10  File Handling

Saving and retrieving information is frequently required when working with computer programs. Python has methods to read and write files. In addition, there are some libraries that can facilitate working with specialized file types. For reading a file, a file handler needs to be initiated which is an object that act as an interface to that file. A file handler incorporates information about the file along with its path and the mode in which the file is available for processing. The mode here refers to the way the file would be opened i.e. for reading, writing, etc. The open function takes name of the file as an argument along with mode and returns the corresponding file handler. This file handler object is iterator and can be considered as a collection having of all the lines in the file. Once done with reading the contents for the file, the file handler must be closed using the close function.

10.1 Reading files

To read a file using the open function, we will pass the file name as the first argument and the mode i.e. r are the second argument. Note that when we given only the file name as an argument, the file should be present in the current working directory. If a file from another folder needs to be accessed then we need to give the full path for that file. To check the working directory path, pwd command can be used.

pwd
'C:\\Users\\bioinfo guru\\OneDrive - bioinfo.guru\\Documents\\python_book'

We can used the Jupyter magic command %load to display the contents a text file within the notebook as shown below.

# %load test_file.txt
This is a test file for Python.
This file has .txt extension.
# test_file.txt should be present in the current working directory.

FH1 = open('test_file.txt','r')

print(f"The file {FH1.name} is open in {FH1.mode} mode.")

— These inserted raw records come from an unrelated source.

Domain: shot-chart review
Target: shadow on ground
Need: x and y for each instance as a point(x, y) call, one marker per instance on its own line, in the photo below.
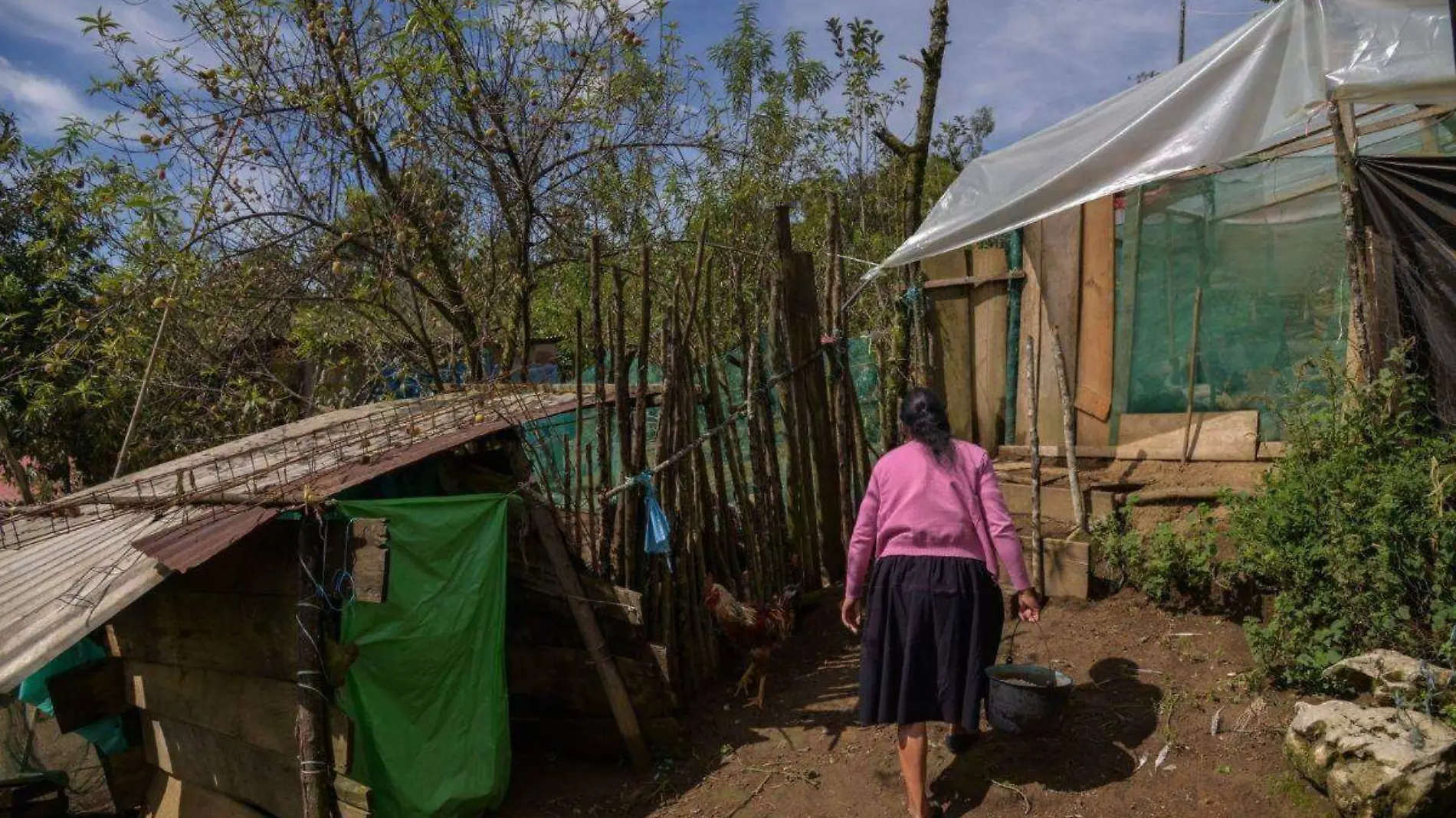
point(1108, 714)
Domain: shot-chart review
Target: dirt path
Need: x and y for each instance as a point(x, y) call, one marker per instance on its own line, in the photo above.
point(1145, 680)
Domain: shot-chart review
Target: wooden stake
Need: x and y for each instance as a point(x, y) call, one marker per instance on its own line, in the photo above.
point(1353, 214)
point(580, 473)
point(1038, 548)
point(1069, 440)
point(312, 721)
point(1193, 367)
point(603, 443)
point(616, 690)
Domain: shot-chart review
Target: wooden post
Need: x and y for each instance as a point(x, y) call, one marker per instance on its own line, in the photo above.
point(844, 386)
point(602, 523)
point(612, 683)
point(1034, 440)
point(1069, 441)
point(1353, 232)
point(580, 470)
point(310, 719)
point(1193, 370)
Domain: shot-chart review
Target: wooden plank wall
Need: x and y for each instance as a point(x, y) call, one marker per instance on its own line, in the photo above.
point(951, 341)
point(208, 661)
point(969, 341)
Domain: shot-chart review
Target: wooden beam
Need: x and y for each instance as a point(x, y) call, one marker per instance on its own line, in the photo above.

# print all the lines in the file.
for x in FH1:
    print(x)
FH1.close()
The file test_file.txt is open in r mode.
This is a test file for Python.

This file has .txt extension.

Often it is useful to remove the newline character (\n) at the end of the lines since the print fuction add as newline by default. This can be achieved using the rstrip() function. This function without any argument remove the last character in the string and return a copy of the modified string.

10.2 Writing files

For writing content to a file the open function should be called with ‘w’ as the mode. When a file is opened in the write mode, a new file is created. In case there the file already exists then its contents are overwritten (without warning!). write function is used to write content to a file. We can also use print with file attribute to write to file instead of printing on screen.

FH_out = open('temp_file.txt', 'w')
FH_out.write("This is the first sentence.\n")
print("This is the second sentence.", file=FH_out)
FH_out.close()
# %load temp_file.txt
This is the first sentence.This is the second sentence.
FH2 = open('temp_file.txt','r')
for lines in FH2:
    print(lines)
FH2.close()
This is the first sentence.

This is the second sentence.

To append contents to an existing file, it should be opened with ‘a’ option instead of ‘w’.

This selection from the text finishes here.